Cour d’appel administrative de Paris, le 19 décembre 2025, n°25PA02514

La Cour administrative d’appel de Paris, le 19 décembre 2025, statue sur la légalité d’une mesure d’éloignement assortie d’une interdiction de retour.

Un ressortissant étranger a fait l’objet d’un arrêté administratif portant obligation de quitter le territoire français sans délai le 29 septembre 2024. L’intéressé, présent sur le sol national depuis 2021 sans titre de séjour, a été interpellé pour conduite sous l’empire d’un état alcoolique. Le Tribunal administratif de Melun a rejeté sa demande d’annulation par un jugement du 25 avril 2025 dont le requérant interjette appel aujourd’hui. La juridiction doit déterminer si une infraction routière justifie une interdiction de retour de trois ans malgré l’absence de condamnations pénales antérieures. Cette décision permet d’étudier la caractérisation de la menace à l’ordre public avant d’analyser la proportionnalité de la durée de la mesure d’interdiction.
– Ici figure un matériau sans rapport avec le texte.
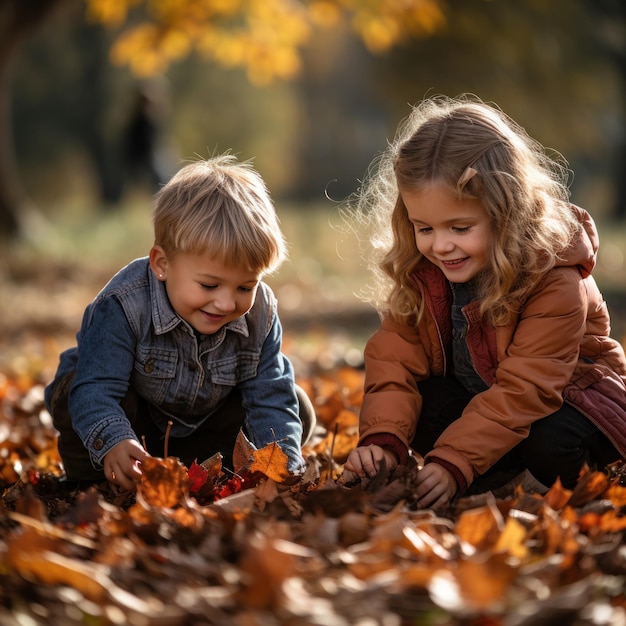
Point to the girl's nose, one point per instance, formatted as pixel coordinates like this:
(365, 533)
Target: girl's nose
(442, 243)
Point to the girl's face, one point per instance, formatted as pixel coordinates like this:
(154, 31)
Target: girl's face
(206, 293)
(450, 232)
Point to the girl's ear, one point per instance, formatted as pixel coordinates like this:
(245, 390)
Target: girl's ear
(158, 262)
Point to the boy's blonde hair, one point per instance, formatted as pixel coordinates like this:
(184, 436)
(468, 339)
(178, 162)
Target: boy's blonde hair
(220, 207)
(477, 152)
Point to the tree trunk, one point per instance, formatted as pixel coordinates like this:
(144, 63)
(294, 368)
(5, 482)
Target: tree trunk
(18, 19)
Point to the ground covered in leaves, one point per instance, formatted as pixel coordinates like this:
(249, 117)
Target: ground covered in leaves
(198, 546)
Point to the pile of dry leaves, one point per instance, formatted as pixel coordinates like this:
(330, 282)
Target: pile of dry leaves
(197, 546)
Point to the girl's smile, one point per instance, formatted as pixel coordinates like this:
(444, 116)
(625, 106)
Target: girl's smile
(452, 232)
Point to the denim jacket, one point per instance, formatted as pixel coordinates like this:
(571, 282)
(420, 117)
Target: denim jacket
(131, 337)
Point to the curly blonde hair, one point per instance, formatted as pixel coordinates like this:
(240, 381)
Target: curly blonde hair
(478, 152)
(220, 206)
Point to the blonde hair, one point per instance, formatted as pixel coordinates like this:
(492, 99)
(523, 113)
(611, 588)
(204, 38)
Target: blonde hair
(220, 207)
(477, 152)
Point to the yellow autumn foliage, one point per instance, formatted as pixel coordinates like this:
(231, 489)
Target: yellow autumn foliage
(263, 37)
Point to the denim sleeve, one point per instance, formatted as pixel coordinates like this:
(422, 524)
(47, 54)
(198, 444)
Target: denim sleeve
(270, 401)
(105, 359)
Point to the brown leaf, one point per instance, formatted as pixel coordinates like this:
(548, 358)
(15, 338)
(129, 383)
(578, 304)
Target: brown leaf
(590, 486)
(270, 461)
(480, 527)
(164, 482)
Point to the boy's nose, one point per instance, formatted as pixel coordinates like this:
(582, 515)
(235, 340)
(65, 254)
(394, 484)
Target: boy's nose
(226, 303)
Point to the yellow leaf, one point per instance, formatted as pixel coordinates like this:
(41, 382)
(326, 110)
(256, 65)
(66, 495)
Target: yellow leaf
(271, 461)
(512, 540)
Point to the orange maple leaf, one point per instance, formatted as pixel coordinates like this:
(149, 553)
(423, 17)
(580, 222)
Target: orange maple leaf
(270, 461)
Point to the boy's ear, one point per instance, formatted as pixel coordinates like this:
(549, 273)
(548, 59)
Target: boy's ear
(158, 262)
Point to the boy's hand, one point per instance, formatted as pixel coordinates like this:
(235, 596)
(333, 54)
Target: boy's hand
(121, 464)
(367, 461)
(436, 486)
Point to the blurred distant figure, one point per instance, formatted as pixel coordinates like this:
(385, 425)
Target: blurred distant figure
(143, 156)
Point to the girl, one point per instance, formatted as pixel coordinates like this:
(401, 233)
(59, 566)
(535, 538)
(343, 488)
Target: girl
(494, 354)
(186, 342)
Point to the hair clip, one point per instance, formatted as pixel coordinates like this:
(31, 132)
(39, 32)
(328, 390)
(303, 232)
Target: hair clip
(465, 177)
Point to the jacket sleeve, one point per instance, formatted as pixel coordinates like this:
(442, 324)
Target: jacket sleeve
(271, 403)
(395, 361)
(105, 359)
(531, 375)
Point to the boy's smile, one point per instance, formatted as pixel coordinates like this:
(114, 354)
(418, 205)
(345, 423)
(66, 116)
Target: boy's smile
(451, 232)
(204, 291)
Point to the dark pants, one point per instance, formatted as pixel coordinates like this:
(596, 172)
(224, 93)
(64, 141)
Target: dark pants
(217, 434)
(557, 446)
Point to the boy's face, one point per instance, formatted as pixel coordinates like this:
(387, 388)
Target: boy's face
(452, 233)
(206, 293)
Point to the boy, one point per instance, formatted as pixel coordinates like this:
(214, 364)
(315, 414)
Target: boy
(183, 348)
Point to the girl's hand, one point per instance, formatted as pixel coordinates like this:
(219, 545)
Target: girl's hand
(367, 461)
(436, 486)
(121, 464)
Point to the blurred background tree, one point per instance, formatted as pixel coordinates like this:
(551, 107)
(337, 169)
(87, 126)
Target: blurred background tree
(311, 90)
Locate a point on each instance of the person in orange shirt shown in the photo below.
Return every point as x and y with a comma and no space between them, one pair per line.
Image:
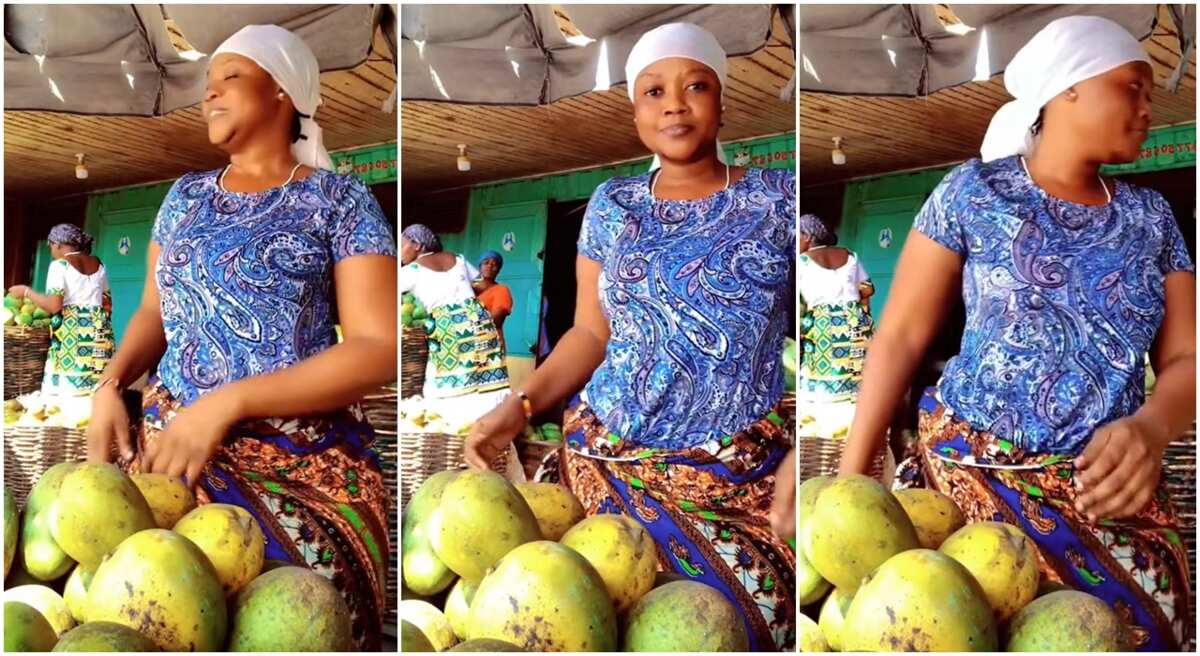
496,298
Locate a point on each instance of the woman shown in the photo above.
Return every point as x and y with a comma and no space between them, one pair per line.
466,374
835,328
682,311
82,338
496,298
1068,280
253,401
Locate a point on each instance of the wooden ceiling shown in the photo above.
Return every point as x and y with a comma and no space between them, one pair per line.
40,146
885,134
586,131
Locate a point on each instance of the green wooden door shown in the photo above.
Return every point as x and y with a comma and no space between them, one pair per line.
519,233
123,242
879,236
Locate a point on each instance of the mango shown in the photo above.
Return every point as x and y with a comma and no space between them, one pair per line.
431,621
412,641
833,617
97,507
919,600
232,540
934,515
291,609
11,525
162,585
1067,620
622,552
685,615
25,629
809,637
856,525
103,637
555,507
457,607
424,572
45,601
481,517
1002,559
543,596
169,499
485,644
41,554
76,593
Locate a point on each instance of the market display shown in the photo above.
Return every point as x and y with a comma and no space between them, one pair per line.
23,312
106,561
905,572
493,566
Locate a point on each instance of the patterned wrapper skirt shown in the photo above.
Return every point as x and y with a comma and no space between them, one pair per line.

I. La caractérisation d’une menace à l’ordre public justifiant l’éloignement

A. L’appréciation de la gravité du comportement de l’intéressé

L’autorité administrative a refusé d’accorder un délai de départ volontaire en raison du risque de trouble à l’ordre public provoqué par le requérant. L’arrêt relève que l’intéressé a admis une consommation excessive d’alcool « faisant ressortir une alcoolémie de 0,49 mg par litre d’air expiré ». Ce comportement, associé à un refus d’obtempérer lors du contrôle routier, constitue une menace réelle pour la sécurité des usagers de la route. Les magistrats confirment ainsi que la gravité des faits justifie l’exécution immédiate de l’obligation de quitter le territoire français sans délai supplémentaire.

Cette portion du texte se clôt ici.